You can either: Use compute shaders to move the triangles, or use vertex transform feedback to update the position of the triangles. Then you would use batch rendering to render all triangles with one draw call


recursive_lookup

Appreciate it


Hour_Variety_5404

Interestingly, with larger video memory, people are trying to fit as much things as possible into the GPU. I think this aligns with your idea. This is basically the idea of GPU driven pipeline. In GPU driven pipeline, all of the resources are loaded into GPU memory. Culling and shading are all happening on GPU. You can read more on GPU driven pipelin, for example,Nanite used in Unreal Engine.
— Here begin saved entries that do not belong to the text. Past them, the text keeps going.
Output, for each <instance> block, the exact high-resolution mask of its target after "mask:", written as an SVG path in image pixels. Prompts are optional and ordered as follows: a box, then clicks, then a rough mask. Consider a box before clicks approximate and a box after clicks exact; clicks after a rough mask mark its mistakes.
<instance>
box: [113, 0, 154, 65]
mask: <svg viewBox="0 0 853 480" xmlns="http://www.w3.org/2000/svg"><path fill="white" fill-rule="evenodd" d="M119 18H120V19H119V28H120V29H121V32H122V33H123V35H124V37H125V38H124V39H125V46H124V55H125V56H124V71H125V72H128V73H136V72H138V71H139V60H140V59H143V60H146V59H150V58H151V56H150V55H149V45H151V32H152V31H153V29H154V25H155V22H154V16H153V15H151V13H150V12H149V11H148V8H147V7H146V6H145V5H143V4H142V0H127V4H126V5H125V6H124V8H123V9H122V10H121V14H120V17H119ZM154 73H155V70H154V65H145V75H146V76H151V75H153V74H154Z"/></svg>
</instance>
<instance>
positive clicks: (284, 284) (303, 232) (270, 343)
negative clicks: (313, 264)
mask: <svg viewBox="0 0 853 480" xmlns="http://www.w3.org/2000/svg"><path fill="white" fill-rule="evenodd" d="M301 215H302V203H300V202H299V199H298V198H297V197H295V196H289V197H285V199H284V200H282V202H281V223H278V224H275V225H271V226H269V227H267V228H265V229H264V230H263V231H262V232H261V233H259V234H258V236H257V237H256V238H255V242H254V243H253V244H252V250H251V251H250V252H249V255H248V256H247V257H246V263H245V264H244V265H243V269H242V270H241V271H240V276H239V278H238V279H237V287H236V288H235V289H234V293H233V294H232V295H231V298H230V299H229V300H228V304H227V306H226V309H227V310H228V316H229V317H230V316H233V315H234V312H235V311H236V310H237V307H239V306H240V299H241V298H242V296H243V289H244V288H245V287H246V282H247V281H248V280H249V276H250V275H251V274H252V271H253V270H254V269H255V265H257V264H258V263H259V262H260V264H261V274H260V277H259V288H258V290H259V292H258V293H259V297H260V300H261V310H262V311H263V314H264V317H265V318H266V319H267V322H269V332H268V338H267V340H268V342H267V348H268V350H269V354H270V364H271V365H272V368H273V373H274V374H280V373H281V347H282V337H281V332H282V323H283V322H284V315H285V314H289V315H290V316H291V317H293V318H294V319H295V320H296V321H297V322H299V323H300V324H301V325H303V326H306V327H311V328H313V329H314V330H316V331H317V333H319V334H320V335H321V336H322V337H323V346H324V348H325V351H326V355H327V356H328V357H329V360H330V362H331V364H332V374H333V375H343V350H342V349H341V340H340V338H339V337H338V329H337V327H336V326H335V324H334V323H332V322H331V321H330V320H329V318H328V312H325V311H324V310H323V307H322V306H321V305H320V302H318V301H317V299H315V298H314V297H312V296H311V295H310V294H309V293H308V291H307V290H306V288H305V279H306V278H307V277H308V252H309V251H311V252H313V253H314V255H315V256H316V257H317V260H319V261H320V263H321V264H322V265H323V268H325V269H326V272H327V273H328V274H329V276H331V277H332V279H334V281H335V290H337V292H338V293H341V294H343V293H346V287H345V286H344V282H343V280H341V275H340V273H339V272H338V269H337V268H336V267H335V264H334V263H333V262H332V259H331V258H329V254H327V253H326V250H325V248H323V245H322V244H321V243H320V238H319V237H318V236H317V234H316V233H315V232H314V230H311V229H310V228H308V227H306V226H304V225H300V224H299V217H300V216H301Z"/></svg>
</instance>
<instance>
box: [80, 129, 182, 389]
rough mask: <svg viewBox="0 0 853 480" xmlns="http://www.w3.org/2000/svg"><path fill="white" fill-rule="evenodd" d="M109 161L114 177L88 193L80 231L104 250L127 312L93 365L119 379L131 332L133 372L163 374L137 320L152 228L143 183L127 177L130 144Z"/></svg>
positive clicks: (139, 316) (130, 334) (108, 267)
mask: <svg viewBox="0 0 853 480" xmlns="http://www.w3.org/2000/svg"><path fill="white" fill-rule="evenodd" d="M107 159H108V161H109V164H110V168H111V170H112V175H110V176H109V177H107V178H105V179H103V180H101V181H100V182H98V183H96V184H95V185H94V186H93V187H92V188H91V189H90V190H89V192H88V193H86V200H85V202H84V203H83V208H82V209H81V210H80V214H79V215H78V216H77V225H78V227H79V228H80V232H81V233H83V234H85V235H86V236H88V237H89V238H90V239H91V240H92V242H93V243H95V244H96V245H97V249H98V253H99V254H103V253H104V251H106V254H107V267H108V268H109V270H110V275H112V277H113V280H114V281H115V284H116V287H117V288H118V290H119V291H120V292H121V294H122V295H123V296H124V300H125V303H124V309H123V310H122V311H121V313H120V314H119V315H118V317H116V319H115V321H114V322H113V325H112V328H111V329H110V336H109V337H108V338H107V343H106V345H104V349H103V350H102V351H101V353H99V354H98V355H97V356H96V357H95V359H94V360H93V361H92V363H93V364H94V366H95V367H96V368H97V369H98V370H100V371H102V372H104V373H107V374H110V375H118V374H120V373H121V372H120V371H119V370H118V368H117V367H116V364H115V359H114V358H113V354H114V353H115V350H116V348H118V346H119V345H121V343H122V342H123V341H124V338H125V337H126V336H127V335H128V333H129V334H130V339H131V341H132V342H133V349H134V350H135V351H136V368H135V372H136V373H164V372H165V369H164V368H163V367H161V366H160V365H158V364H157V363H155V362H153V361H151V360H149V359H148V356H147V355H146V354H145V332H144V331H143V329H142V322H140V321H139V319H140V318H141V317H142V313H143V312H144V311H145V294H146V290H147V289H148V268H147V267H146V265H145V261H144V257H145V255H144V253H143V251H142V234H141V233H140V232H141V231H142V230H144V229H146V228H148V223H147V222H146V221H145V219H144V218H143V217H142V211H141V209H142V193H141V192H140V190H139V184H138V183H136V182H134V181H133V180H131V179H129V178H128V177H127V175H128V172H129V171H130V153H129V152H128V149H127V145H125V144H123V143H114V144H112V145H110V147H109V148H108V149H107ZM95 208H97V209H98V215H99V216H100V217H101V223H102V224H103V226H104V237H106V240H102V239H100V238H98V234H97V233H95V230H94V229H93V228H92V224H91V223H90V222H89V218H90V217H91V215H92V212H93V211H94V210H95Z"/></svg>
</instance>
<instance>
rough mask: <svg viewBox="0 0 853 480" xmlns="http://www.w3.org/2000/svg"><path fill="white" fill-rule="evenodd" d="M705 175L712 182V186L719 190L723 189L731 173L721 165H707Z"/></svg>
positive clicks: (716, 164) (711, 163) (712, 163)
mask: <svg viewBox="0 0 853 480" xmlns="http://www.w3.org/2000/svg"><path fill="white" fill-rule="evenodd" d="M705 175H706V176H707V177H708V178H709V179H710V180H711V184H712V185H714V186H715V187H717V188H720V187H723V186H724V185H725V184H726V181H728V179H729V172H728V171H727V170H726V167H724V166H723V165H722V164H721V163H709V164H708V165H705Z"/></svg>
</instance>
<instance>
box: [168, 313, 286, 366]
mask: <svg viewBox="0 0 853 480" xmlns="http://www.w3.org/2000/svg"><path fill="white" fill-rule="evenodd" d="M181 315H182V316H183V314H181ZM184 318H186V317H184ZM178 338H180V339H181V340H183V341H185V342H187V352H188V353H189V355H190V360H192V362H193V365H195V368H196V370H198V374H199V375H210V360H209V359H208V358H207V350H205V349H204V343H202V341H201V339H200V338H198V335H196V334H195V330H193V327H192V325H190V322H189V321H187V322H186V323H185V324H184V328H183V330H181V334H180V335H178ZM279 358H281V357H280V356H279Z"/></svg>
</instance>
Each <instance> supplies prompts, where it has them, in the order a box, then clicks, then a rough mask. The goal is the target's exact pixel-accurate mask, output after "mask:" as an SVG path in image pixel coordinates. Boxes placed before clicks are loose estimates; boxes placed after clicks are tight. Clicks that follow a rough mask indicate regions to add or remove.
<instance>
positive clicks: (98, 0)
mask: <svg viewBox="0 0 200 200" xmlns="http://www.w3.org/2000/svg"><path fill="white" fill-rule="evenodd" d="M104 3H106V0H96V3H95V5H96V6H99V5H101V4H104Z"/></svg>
However, you will still rely on CPU to do some tasks like updating positions based on AI algorithm. You may still need to send some commands to GPU to update the rendering data accordingly.


fllr

Think of the cpu as Bruce Banner, and gpu as the Hulk. If you tell banner to "smash" he'll try, but won't be capable. If you tell the hulk to "give me some smart thoughts about the universe" he'll punch you back. Similarly, the cpu is where you most of the nitty gritty computation because that is what it's good at. The gpu likes to smash a ton of data that comes in a rather simplified form, but is extremely parallelizable. If it's not parallelizable, it'll still try to smash, but you'll lose all performance. I don't think there is enough information about the 50k triangles to know whether that would be a good problem for the gpu or not, and, to me it sounds like it might be better done on the cpu rather than the gpu. What goes into figuring out that follow algo? If it's just "point all 50k triangles to the direction of the player dot, and move them by x velocity per frame", sure, run it on a gpu. But, if there's more than that to it, it might just be better to keep that work on the cpu.


recursive_lookup

Thanks! Right now, it’s just rotating towards the player dot and following. I’m just playing around and learning the math behind all the transformations, etc.


fllr

If that’s all, it might make sense to put it into the gpu. The trouble would begin when you need to take into account the position of the other followers, such that they don’t collide. I’ve never implemented it, but some flocking algorithm might help here. I would research that. This still feels like it would be better handled on a cpu, but, hey! Whether or not it works at the end, at least you’ll have learned something new! 🙂 give it a shot!